Bodmer's influence on the young man of parts is noticeable. He gathered round him a large following of young Zürcher who had a taste for letters.Crowds of them would accompany him in his evening walks in the avenue Platzspitz, drinking in his words of wit and wisdom. Of the disciples thus gathered round "Father" Bodmer—for so he was affectionately styled—some attained no little eminence in later life. Amongst them we may mention Sulzer, who became art professor at Berlin, and stood in high favour with the king; and Solomon Gessner, the painter poet, whose word pictures are hardly less beautiful than the productions of his brush. His "Idylls," published in 1756, gave him a European reputation. The work was translated into all the literary languages, and in France and Italy was read with great eagerness, a first edition in French being sold out within a fortnight. Another important work is Hirzel's "Kleinjogg," or the "Socrates of the Fields." In this Hirzel, who was a physician and a philanthropist, brings to the fore the despised peasantry. "Kleinjogg" is not a work of fiction solely, but an account of Jakob Gujer who lived in a small Zurich village. Jakob was a man of great intelligence, indomitable resolution, and practical wisdom, who by his admirable management raised a wretched country home into a model farm. Goethe, who on a visit ate at his table, was delighted with the philosophic peasant, and called him "one of the most delicious creatures earth ever produced."

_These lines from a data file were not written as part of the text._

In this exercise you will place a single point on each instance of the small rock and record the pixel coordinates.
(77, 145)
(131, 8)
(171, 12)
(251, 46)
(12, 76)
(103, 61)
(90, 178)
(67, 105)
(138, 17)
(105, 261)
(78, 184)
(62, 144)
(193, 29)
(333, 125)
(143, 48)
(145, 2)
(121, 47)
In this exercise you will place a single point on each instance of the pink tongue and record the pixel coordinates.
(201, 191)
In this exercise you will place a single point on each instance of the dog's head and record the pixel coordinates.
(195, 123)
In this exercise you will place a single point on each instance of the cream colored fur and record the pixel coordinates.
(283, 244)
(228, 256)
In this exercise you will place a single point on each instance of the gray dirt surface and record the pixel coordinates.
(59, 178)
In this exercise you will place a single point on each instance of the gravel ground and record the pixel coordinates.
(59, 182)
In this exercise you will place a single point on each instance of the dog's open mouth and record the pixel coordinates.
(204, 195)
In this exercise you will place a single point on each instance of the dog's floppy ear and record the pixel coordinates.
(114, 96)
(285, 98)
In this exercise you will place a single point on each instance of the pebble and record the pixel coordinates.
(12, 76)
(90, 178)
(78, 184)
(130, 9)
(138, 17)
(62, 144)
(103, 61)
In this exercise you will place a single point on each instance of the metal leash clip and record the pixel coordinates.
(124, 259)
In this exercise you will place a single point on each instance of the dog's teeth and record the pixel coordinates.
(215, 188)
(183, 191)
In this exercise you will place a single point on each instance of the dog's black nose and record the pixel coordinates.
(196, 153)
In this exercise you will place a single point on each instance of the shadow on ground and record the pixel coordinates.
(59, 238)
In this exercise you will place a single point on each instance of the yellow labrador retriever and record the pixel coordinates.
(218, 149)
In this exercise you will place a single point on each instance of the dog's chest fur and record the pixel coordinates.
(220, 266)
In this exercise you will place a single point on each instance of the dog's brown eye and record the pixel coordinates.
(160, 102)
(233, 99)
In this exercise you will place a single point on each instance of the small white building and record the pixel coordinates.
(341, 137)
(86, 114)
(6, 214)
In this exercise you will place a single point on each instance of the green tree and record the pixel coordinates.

Heinrich Pestalozzi, the philanthropist, but better known for his efforts in the cause of education, was also a Zurich man. His principles of education are embodied in his novel of rural life, "Lienhard and Gertrude" (1781). His ideas are partly borrowedfrom Rousseau, but he failed to realize them in practice. The work at once won for Pestalozzi European fame. Ludwig Meyer von Knonau, a country magnate, was a poet and a painter, and wrote "Fables." Johannes Casper Lavater, Bodmer's favourite pupil, stirred to their depth the patriotic feelings of his countrymen by his famous "Schweizerlieder," which he composed for the Helvetic Society, in 1767. Indeed literary tastes seem to have been very prevalent amongst the Swiss at that time. More of Winkelmann's great work on Æsthetics were sold in Zurich and Basel then would in our own day probably be sold in such cities as Berlin and Vienna. And Solothurn, we find, produced thrice as many subscribers to Goethe's works as the great cities just mentioned.